Interpretability analysis
Logistic regression classifier is linear and thus not able to model possible non-monotonic relations between predictors and outcome. Random forest and gradient boosting classifiers are able model complex, non-monotonous relations, but they are so called black box models which means non-interpretable classifiers. Relations between inputs and output are difficult to understand directly from the parameters or structure of trained model.
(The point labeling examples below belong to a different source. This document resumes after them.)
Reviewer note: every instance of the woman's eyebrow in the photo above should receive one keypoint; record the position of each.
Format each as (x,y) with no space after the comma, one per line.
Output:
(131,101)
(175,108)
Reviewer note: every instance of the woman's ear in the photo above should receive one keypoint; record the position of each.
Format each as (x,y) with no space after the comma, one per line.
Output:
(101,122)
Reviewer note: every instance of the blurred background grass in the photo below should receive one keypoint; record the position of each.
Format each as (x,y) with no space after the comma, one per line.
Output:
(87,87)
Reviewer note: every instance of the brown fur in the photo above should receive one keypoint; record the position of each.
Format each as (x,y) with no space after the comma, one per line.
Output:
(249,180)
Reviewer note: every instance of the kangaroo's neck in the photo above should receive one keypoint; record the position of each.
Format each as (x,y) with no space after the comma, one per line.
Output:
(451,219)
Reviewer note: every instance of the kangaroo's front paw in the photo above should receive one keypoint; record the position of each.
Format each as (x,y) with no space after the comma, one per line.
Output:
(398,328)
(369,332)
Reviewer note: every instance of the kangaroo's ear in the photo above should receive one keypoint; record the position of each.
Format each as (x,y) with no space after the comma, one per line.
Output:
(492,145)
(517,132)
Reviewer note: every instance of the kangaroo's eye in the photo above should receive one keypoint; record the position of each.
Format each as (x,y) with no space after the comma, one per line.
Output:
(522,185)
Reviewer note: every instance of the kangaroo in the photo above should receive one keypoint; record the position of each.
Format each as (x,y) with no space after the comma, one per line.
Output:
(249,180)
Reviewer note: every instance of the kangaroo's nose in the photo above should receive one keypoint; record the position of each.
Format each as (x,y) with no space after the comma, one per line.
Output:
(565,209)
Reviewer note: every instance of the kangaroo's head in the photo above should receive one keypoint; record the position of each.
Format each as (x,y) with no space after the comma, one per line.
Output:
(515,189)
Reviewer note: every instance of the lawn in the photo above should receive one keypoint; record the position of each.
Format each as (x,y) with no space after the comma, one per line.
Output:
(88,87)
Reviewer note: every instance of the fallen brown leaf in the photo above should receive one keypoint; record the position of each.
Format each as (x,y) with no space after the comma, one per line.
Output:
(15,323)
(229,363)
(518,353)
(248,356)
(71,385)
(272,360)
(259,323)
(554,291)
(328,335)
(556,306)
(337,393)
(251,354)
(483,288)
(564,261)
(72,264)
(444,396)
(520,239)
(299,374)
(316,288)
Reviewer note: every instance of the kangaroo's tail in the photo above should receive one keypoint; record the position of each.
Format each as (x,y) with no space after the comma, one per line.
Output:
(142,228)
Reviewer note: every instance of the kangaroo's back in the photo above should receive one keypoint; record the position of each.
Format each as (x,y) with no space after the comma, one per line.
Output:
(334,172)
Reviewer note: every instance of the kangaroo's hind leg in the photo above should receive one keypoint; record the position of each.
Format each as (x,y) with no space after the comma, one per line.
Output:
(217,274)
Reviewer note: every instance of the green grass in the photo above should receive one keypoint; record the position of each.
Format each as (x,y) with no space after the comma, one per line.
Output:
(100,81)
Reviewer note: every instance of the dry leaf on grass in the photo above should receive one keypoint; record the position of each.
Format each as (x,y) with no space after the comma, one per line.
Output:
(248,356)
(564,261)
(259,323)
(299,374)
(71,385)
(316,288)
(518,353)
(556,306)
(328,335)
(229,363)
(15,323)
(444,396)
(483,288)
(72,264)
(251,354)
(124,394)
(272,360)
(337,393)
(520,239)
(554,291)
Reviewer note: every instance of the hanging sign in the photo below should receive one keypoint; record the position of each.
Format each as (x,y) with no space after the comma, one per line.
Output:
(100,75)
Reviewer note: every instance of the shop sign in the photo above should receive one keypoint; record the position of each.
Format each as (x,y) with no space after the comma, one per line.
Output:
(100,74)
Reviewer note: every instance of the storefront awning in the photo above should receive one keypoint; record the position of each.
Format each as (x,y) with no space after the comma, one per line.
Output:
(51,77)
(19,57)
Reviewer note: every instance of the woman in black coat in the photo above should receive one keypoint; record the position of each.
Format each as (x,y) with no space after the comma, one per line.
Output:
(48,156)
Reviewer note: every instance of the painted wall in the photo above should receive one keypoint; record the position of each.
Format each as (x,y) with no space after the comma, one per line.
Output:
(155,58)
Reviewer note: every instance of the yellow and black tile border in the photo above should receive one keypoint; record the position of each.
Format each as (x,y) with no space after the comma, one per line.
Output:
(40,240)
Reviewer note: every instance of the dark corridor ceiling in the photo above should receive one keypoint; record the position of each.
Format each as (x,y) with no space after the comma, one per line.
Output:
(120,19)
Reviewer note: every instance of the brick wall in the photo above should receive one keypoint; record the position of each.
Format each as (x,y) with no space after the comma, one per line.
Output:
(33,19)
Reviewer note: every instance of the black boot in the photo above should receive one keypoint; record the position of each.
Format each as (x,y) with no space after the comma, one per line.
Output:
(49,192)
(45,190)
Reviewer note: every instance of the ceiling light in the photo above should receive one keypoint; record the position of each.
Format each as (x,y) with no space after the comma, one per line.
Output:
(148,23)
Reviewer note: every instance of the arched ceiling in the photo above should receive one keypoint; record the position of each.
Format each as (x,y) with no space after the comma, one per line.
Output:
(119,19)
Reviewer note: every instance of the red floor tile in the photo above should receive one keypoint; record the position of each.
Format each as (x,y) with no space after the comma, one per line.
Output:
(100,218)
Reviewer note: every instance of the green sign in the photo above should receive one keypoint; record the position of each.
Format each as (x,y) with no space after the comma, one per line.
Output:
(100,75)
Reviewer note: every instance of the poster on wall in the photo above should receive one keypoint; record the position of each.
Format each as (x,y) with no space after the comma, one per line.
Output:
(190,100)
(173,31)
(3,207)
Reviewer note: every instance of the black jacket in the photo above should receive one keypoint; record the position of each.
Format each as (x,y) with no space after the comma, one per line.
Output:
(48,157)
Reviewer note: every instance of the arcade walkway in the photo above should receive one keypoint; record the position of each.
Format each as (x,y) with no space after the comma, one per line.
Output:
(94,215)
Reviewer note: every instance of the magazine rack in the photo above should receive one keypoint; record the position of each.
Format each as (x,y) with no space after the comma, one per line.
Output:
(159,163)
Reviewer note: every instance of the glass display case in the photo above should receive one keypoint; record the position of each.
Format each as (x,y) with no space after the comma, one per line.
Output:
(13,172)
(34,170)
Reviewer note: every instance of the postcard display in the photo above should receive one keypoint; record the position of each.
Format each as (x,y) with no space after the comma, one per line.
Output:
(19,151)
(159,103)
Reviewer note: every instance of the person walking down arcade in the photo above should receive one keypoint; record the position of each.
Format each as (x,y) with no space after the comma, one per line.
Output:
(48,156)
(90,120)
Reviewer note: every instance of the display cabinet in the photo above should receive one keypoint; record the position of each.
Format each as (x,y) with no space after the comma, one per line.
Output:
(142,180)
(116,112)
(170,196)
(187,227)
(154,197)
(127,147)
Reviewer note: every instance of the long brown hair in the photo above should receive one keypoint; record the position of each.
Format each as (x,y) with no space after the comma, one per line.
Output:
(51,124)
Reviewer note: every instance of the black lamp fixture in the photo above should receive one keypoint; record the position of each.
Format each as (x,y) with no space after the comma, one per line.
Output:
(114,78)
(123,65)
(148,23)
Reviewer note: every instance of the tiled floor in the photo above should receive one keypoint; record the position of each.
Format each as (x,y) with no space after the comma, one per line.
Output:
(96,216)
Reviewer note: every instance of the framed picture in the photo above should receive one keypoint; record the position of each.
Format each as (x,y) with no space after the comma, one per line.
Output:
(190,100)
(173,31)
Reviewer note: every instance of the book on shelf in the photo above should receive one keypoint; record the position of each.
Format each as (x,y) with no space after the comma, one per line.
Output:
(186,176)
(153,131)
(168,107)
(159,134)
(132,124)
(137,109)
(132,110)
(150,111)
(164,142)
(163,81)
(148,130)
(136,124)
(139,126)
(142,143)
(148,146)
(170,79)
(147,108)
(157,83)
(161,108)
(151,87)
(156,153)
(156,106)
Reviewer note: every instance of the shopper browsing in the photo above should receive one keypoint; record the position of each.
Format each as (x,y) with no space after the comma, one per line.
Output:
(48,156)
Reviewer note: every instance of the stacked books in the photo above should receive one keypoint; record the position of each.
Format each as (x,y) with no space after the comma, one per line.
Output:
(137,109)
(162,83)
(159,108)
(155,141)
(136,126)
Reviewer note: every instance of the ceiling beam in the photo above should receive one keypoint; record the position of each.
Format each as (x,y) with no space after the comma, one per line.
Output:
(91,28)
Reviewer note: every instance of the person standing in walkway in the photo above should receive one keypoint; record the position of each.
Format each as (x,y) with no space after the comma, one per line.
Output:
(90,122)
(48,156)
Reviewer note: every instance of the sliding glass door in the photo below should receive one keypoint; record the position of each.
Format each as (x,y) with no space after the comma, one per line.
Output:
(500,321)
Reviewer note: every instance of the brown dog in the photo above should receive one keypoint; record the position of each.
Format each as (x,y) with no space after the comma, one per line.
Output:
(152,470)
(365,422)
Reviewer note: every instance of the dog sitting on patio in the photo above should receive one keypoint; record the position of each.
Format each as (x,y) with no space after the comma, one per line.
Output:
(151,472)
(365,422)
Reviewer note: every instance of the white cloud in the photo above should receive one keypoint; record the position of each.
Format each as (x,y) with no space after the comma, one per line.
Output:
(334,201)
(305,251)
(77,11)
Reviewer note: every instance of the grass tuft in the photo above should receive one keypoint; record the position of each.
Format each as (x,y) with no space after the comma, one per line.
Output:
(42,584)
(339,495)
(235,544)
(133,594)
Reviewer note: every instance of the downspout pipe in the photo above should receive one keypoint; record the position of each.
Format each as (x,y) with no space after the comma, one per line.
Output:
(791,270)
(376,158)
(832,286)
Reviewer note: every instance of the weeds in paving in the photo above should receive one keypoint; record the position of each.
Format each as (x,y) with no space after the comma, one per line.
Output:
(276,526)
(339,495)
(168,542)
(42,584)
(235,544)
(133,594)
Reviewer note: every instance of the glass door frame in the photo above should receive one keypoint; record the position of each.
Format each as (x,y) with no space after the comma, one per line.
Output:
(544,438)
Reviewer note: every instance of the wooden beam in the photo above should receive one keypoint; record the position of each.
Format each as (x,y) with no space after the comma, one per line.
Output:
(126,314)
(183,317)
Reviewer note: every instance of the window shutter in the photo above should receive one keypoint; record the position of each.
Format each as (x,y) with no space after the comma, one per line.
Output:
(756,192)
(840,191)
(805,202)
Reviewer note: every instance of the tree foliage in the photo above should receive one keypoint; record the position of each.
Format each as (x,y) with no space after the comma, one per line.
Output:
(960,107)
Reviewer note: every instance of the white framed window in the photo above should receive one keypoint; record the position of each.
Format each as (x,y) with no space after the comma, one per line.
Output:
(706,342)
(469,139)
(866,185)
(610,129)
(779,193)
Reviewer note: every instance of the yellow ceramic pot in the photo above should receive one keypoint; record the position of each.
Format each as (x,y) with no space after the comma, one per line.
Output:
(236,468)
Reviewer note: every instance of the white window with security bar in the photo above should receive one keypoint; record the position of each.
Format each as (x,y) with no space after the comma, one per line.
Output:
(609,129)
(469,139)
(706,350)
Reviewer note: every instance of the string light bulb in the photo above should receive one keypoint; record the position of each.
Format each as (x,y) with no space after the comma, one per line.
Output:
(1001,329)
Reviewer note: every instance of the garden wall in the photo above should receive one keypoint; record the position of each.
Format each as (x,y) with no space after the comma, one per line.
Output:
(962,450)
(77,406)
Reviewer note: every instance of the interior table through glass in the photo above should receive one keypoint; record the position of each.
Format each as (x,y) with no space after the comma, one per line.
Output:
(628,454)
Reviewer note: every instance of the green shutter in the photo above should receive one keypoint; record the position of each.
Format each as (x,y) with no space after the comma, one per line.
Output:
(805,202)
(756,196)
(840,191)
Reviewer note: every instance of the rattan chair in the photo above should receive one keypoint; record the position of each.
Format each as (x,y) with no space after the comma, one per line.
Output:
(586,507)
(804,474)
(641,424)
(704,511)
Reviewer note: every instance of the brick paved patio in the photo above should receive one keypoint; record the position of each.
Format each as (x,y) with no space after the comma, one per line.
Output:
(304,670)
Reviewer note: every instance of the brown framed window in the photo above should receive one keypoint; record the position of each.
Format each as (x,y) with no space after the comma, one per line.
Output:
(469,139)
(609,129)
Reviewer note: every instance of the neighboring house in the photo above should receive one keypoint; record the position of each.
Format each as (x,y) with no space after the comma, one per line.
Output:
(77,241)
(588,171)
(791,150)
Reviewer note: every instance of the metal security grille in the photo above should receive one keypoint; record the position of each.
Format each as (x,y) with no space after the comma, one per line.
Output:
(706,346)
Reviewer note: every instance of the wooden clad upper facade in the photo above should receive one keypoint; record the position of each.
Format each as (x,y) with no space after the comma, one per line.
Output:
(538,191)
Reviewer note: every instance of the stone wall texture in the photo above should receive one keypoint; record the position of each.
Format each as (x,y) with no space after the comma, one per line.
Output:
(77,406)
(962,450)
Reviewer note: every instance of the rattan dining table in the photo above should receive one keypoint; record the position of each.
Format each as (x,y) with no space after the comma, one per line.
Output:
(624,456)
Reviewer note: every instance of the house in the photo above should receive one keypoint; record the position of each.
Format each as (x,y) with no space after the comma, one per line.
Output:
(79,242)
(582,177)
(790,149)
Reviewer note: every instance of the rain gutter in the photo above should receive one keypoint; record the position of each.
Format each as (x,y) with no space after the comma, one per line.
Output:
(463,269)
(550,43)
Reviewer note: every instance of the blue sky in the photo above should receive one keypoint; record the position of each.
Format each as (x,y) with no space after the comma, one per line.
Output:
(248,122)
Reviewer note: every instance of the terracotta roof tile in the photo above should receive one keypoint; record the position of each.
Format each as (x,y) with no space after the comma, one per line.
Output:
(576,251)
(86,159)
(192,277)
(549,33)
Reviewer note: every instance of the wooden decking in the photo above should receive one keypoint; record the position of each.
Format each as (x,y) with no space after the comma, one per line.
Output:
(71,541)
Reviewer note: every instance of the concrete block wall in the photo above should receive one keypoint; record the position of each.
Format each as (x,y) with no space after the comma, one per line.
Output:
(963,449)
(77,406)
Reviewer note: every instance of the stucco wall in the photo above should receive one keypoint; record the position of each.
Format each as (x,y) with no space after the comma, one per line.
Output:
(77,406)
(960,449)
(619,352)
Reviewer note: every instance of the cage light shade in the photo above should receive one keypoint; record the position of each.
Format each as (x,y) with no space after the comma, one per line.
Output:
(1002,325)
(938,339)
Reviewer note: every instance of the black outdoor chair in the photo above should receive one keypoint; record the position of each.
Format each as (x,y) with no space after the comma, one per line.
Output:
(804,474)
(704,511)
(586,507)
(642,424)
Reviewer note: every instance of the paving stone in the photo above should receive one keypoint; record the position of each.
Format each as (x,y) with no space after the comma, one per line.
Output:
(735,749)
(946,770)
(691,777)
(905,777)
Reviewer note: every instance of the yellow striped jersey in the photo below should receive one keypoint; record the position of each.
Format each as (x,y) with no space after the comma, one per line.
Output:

Hence, SHAP values and PDP plots were used to conduct post-hoc interpretability analysis for the random forest classifier. SHAP values enable to calculate exactly for the tree classifiers (such as random forest) by using the mature treeSHAP method17.
We performed data flow (Figure S1B) to train the random forest classifier and calculated SHAP values of the variables collected from the baseline visit until 6 months after the baseline ESS. Figure 3 shows variables sorted by the highest sum of absolute SHAP values over all patients. The distributions of the data points on the plots show the impacts of each variable for the classifier output. We detected that high number of visits after baseline ESS and short time between baseline visit and baseline ESS both increased the revision ESS risk. In addition, CRSwNP, asthma and NERD increased revision ESS risk. SHAP values show that the age of patients and the visit frequency from baseline visit to baseline ESS affected revision ESS risk in a non-monotonic way. That is, the red values (the higher than the average values) of these variables are dispersed on both sides of the scale (Figure 3).
We formed PDP plots of the ten variables with the highest SHAP values. The plots of the following variables showed a large risk score scale for a revision ESS: the number of visits 6 (or 3) months after the baseline ESS, the time between baseline visit and baseline ESS, age, the number of visits between baseline visit and baseline ESS, CRSwNP and asthma. The average predicted risk score varied more than .02 units between the low and high value of these predictors, whereas for the other predictors the PDP risk score varied less than .02 units (Figure S4). The PDP plot of the number of visits 6 months after the baseline ESS, showed a large scale of the risk score ranging from value of .1 for patients with less than two visits after baseline ESS, up to a value of about .35 for patients with more than seven visits (Figure S4A). Similarly, if patient had two or more postoperative visits within the 3 months, the risk score for revision ESS increased (Figure S4D). The plot of the time between baseline visit and baseline ESS showed a sharp drop of the risk score after about 100 days (Figure S4F). When the time between baseline visit and ESS was less than 100 days, the risk score was about .15. When the time increases to > 500 days, the risk score decreases to < .13. The PDP curve for age was non-monotonic and the risk scores varied from .1 for patients with age from 10-30 years, to about .17 for patients with age from 60-70 years (Figure S4E). The risk scores were .13- .15 for patients with age from 30-60 or over 70 years. The number of visits between baseline visit and baseline ESS was non-monotonic. The patients with 10-20 visits between the baseline visit and baseline ESS had smaller risk for revision ESS than the patients with less than 10 or more than 20 visits (Figure S4I).